Cannabis auf Rezept, das ist keine Zukunftsmusik mehr. Die eigens dafür gegründete Agentur am BfArM nimmt gerade ihre Arbeit auf und erlebt dabei Überraschendes. Anscheinend will sich keine Firma für die Anbaulizenzen bewerben.
Im März gab die Bundesregierung grünes Licht für Cannabisblüten auf Rezept. Zuvor hatten rund 1.000 Patienten von Bundesinstitut für Arzneimittel und Medizinprodukte (BfArM) eine Sonderlizenz erhalten. Experten erwarten steigende Zahlen, können den Bedarf derzeit aber nur schwer abschätzen.
Diese Problematik zeigt sich bei der eigens gegründeten Cannabisagentur am BfArM. Sie will ab 2019 Marihuana in Deutschland anbauen lassen und sucht seit April nach interessierten Firmen mit Expertise. Kürzlich wurde die erste Ausschreibungsrunde beendet. Ziel ist, nach der Anlaufphase in 2021 und 2022 zirka 2.000 Kilogramm Cannabis zu ernten. Rechnet man mit einem Tagesbedarf von einem Gramm Blüten pro Patient und Tag, könnten knapp 5.500 Patienten versorgt werden. Angesichts mehrerer Rückzieher könnte es aber knapp werden.

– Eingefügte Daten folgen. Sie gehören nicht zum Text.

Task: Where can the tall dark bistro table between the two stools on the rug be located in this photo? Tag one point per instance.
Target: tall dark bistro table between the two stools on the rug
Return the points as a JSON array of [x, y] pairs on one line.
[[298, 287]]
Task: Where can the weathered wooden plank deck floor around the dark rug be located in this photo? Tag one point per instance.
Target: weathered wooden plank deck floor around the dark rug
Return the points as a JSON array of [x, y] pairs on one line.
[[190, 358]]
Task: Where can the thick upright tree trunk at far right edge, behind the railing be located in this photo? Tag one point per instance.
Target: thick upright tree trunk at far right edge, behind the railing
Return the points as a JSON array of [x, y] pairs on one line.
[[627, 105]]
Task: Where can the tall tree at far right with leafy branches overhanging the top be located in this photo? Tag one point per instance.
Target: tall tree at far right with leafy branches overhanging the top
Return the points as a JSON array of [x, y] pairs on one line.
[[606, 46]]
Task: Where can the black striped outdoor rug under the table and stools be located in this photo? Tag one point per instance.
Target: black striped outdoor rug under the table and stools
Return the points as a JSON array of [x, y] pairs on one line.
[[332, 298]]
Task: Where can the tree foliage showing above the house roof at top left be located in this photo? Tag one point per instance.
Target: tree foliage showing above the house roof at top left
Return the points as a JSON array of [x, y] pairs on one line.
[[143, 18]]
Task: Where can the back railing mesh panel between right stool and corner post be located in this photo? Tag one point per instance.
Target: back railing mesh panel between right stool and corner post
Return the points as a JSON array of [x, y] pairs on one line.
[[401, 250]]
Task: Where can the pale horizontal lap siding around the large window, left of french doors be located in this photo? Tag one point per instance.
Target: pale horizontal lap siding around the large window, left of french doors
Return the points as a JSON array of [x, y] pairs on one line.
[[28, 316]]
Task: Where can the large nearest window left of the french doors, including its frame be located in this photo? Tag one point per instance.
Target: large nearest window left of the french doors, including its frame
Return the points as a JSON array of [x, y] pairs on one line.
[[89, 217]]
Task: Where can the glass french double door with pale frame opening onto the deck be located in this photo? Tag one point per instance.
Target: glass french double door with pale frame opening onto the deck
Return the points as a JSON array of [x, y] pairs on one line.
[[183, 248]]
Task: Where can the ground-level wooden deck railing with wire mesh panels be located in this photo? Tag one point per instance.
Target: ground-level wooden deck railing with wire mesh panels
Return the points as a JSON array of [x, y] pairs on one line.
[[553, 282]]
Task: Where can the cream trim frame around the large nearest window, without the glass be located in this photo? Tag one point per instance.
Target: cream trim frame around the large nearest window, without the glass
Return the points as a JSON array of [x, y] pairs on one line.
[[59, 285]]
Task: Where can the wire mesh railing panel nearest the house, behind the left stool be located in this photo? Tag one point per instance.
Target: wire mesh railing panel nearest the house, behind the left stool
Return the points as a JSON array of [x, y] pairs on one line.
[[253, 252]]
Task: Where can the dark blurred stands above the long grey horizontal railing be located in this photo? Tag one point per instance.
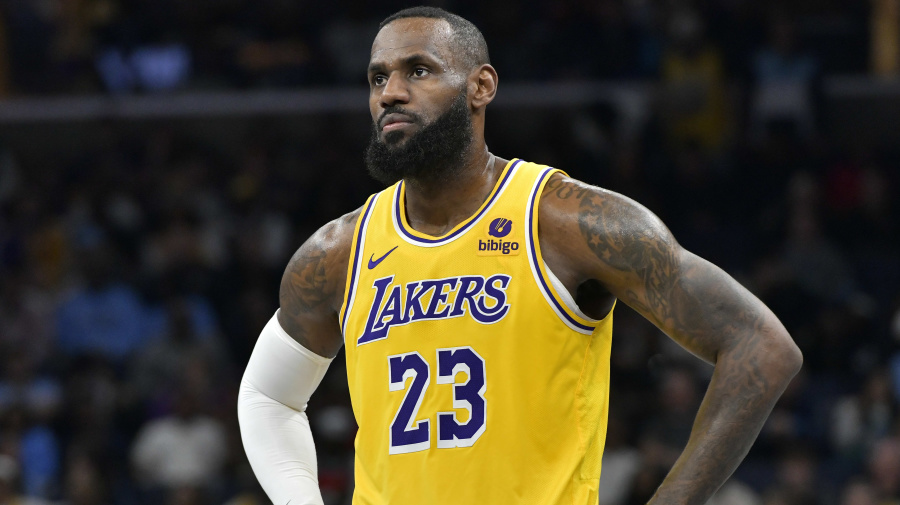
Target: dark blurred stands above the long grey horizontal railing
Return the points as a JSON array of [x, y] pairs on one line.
[[146, 46]]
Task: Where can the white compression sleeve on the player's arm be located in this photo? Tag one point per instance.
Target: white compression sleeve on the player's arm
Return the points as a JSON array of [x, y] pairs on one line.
[[280, 378]]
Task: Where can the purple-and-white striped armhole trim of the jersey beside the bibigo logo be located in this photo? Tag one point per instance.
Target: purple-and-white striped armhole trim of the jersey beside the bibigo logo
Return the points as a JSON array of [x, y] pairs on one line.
[[562, 304]]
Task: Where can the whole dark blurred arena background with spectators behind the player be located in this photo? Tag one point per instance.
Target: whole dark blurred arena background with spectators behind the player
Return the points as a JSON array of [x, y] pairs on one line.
[[160, 160]]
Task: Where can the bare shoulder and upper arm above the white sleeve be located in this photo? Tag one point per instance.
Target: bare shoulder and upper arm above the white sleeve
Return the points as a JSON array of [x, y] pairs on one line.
[[312, 287]]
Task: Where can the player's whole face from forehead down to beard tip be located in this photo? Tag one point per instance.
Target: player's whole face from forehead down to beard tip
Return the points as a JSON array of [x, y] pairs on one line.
[[421, 121]]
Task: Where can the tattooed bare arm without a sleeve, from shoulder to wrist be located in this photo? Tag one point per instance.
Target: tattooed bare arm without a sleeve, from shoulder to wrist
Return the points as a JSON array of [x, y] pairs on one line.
[[634, 256]]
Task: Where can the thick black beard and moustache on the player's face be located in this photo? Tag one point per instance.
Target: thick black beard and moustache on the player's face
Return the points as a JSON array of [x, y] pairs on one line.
[[432, 156]]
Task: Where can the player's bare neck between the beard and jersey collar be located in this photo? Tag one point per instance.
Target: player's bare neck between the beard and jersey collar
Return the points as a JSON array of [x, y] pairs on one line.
[[435, 209]]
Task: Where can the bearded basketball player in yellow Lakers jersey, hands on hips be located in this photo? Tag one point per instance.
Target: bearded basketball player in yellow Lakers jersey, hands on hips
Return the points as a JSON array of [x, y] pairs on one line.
[[474, 300]]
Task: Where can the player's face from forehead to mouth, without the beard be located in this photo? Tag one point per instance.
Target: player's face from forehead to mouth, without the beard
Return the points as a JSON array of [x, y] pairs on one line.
[[412, 77]]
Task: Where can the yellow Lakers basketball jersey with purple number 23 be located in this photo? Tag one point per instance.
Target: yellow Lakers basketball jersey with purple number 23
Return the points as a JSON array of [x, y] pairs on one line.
[[473, 376]]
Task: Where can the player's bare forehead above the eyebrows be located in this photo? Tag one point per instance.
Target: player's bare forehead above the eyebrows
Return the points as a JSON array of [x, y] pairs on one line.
[[409, 35]]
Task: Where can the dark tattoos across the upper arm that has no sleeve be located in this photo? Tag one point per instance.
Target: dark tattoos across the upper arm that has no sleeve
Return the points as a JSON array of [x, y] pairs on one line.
[[698, 304]]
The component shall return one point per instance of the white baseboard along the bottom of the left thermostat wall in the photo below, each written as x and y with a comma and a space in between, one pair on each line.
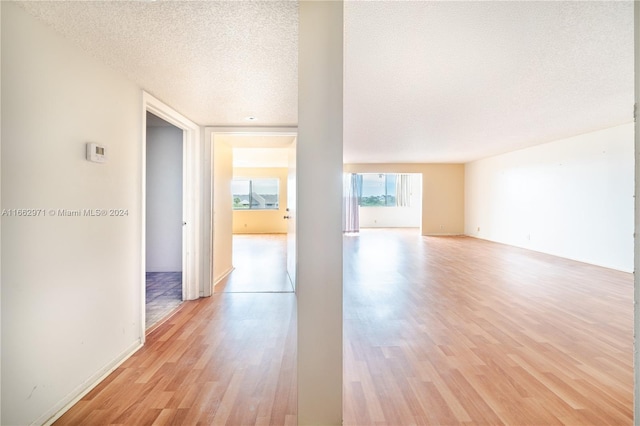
87, 386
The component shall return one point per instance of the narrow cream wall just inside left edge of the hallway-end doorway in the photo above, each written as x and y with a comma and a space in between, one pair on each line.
222, 210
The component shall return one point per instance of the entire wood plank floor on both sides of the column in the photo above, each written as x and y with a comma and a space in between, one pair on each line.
438, 331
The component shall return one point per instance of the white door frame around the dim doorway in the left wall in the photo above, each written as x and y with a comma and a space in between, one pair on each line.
191, 199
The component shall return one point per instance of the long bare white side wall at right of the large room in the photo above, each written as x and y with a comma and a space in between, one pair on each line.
571, 198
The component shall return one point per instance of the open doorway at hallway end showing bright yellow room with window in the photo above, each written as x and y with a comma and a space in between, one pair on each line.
252, 221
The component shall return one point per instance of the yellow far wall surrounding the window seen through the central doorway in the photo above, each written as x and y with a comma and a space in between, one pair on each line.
262, 221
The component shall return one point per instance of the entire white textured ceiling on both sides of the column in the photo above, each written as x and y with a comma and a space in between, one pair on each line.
424, 81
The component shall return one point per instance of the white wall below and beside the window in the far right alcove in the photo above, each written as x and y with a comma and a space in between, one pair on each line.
396, 217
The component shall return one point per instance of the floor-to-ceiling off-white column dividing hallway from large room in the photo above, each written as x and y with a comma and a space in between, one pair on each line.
319, 212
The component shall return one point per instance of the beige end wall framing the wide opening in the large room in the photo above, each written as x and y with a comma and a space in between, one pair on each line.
442, 193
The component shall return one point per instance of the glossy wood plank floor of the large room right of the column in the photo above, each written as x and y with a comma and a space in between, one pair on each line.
463, 331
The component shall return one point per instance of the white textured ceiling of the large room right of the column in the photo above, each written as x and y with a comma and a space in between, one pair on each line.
456, 81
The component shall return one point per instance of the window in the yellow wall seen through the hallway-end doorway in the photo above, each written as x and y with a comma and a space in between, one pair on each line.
255, 194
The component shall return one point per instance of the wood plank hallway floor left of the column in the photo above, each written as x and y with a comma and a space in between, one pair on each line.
228, 359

Entgegen früheren Aussagen wird sich Bionorica nicht an der aktuellen Ausschreibung beteiligen. Noch im Mai erklärte der Vorstandsvorsitzende Professor Dr. Michael Popp gegenüber der Wirtschaftswoche: „Wir haben Interesse daran, Medizinalhanf in pharmazeutischer Qualität in Deutschland anzubauen.“ Jetzt rudert er zurück. Die aktuelle BfArM-Ausschreibung für eine Anbaulizenz habe Cannabisblüten zum Ziel, heißt es in einer offiziellen Stellungnahme. „Die Verschreibung von Cannabisblüten lehnen wir ausdrücklich ab, da deren Dosierung für den Patienten nicht reproduzierbar möglich und für den Arzt nicht steuerbar ist“, heißt es in der Meldung. „Uns ist wichtig, die therapeutische Nutzung deutlich von jedem Freizeitkonsum abzugrenzen.“ Deswegen bewerbe man sich auch nicht um eine Anbaulizenz. Bionorica setzt wie gewohnt auf Dronabinol und hätte deshalb gerne selbst Medizinalhanf angebaut. „Diese Möglichkeit sehen wir jedoch bei der Ausgestaltung der aktuellen Ausschreibung für eine Anbaulizenz nicht“, teilte ein Sprecher mit. Aktuell werde Medizinalhanf von der staatlichen Österreichischen Agentur für Ernährungssicherheit (AGES) in Wien bezogen. Auf diese Quelle muss Bionorica auch künftig zugreifen.
Ähnliche Signale kommen aus Kanada. „Wir haben uns entschieden, uns nicht auf die Ausschreibung zum Anbau von Medizinal-Cannabis in Deutschland zu bewerben“, sagt Marla Luther, Deutschlandchefin von Tilray, dem Handelsblatt. Ihr Konzern gehört zu den Marktführern weltweit. Luther weiter: „Wir wollen unseren in Kanada angebauten Cannabis nach Deutschland importieren.“ Ab wann Deutschland seinen Bedarf komplett aus heimischem Anbau decken wird, lässt sich derzeit nicht abschätzen.